Geçmiş dönemlerde bu ürünlerin doygunluk hissi veren, metabolizmayı hızlandıran, diyetisyenler tarafından önerilen sağlıklı ürünler olduğu için sadece belirli mağazalarda çok yüksek fiyatlarla satıldığına dikkat çeken Veysel Memiş, “Biz de herkese hitap eden market zincirleri üzerinden bu sağlıklı ürünleri uygun ve ulaşılabilir fiyatlarla tüketicilerle buluşturduk. Satışlar şu anda beklediğimizden daha iyi durumda. Öte yandan bulgur, pirinç, mercimek, nohut, fasulye ve yeşil mercimek olmak üzere altı kalemden oluşan organik ürünlerimizin satışları da başladı” ifadesini kullandı.
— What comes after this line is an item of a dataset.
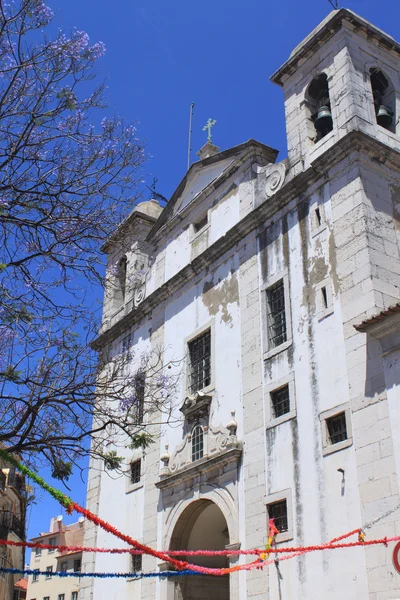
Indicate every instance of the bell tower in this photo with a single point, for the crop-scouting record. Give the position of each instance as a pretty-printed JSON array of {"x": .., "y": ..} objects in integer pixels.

Yeni yıl için birçok yatırım projesi üzerinde çalıştıklarını ifade eden Veysel Memiş, planlama çalışmalarının devam ettiğini aktardı. Memiş, “Birçok ülkede bakliyata olan talep sürekli arttığı için pazarlarımızda ürünlerimize büyük bir rağbet var. Sürekli olarak kendi durumumuzu gözden geçiriyor hedeflerimizi ve yatırımlarımızı sürekli güncelliyoruz. 2020 yılında yeni projelerle iş verimliliğimizi yüzde 10 artırmak için yeni çalışmalar yapabiliriz” açıklamasını yaptı. Yeni dönemde en büyük beklentilerinin bakliyat üretiminin artması olduğunu dile getiren Memiş, “Biz nasıl nohutta ve bulgurda ihracatçıysak, fasulyede ihracatçı olmamız için en büyük ihtiyacımız bakliyatta yerli üretimin artırılması. Özellikle kırmızı mercimek üretiminin daha da artmasını bekliyoruz. Üretimimiz ne kadar artarsa hem o kadar uygun bakliyat tüketebiliriz hem de dış pazarda önemli bir oyuncu oluruz” diye belirtti.
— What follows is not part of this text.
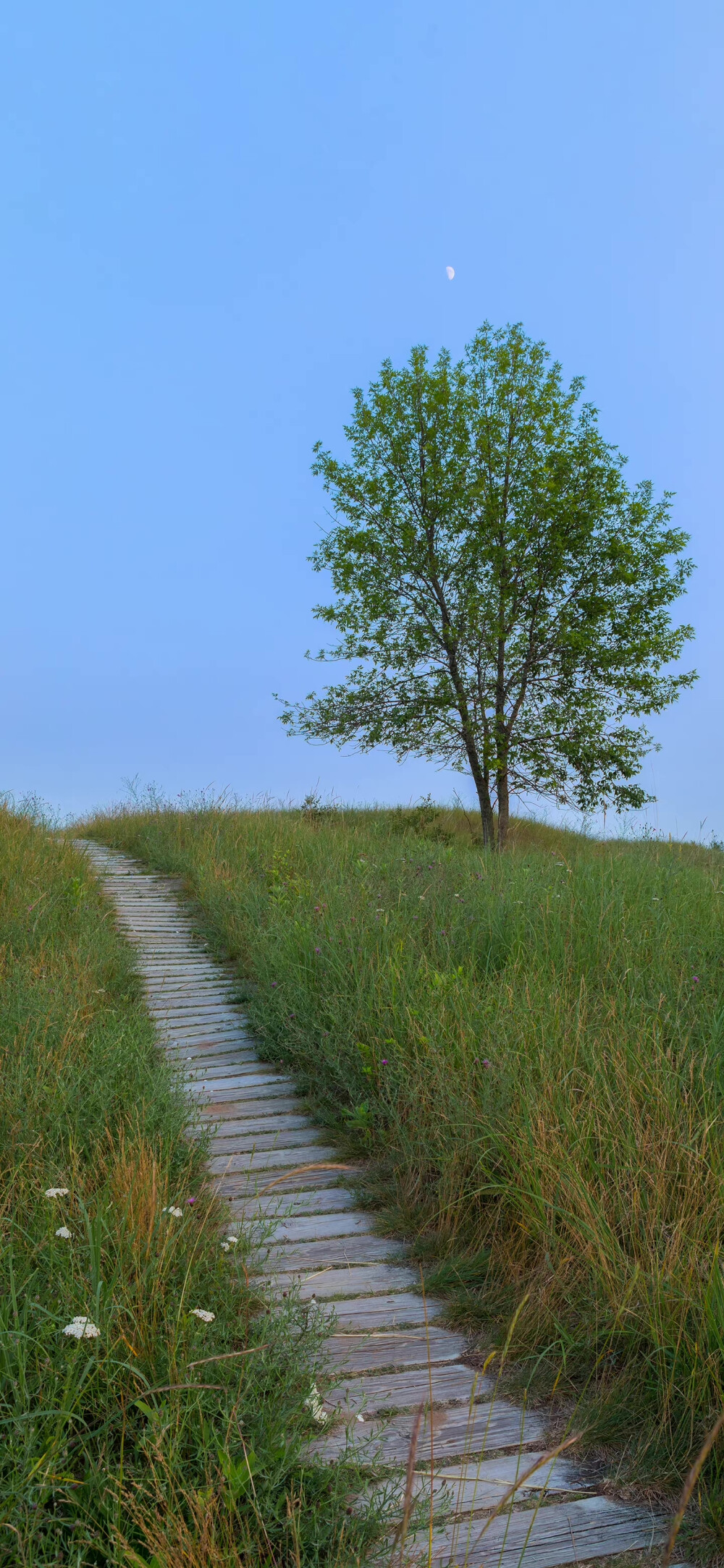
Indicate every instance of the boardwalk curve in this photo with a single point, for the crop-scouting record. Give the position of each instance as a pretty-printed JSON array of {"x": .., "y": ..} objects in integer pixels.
[{"x": 388, "y": 1350}]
TATLOG, 2020’de lisanlı depoculuk sistemine geçecek

Öte yandan Memişoğlu Grup bünyesinde 100 bin metrekare alan üzerinde faaliyetlerini sürdüren TATLOG Lojistik Merkezi’nde ise lisanslı depoculuk sistemine ilişkin çalışmalarının da olduğunu dile getiren Veysel Memiş, 2020 yılı içinde lisanslı depoculuğa geçeceklerini belirtti. TATLOG’un şu anda Mersin’in en büyük parsiyel depolama hizmeti veren firmalarından biri olduğunu vurgulayan Memiş, “Bugün itibarıyla -18 dereceden + 18 dereceye kadar çift rejimli çalışan 9 bin ton kapasiteli 14 adet soğuk hava deposuna sahibiz. Ayrıca 25 bin metrekare kapalı alan üzerinde hem raflı hem de rafsız depolama alanlarının yanı sıra 40 bin ton kapasiteli sekiz adet silo, teknolojik güçlü altyapı, kara ve deniz nakliye desteği ile müşterilerimize kapsamlı bir hizmet sağlıyoruz” diye konuştu. Memiş, merkez depolarında 33 adet indirme ve yükleme rampası ile aynı anda 33 araca hizmet verme kapasitesine sahip oldukları bilgisini verdi.

"İhracatta 100 milyon dolarlık yıl sonu hedefimizi geçtik"

Pirinç, bulgur, nohut, mercimek ve fasulye olmak üzere beş ana baklagiller grubu ve yan ürünleri ile Orta Doğu, Avrupa, Kuzey ve Güney Afrika, Orta ve Güneydoğu Asya’dan 82 ülkeye ürün gönderdiklerini belirten Veysel Memiş, 2019 yılında toplam satışlarda yüzde 40’lık bir büyüme oranı yakaladıklarını ifade etti. Memiş, “Bu yılın sonunda ihracatımızın yaklaşık 100 milyon dolar seviyesinde gerçekleşmesini bekliyoruz. Ayrıca yıl başında belirlediğimiz 350 bin ton üretim hedefini geçtik” diye konuştu.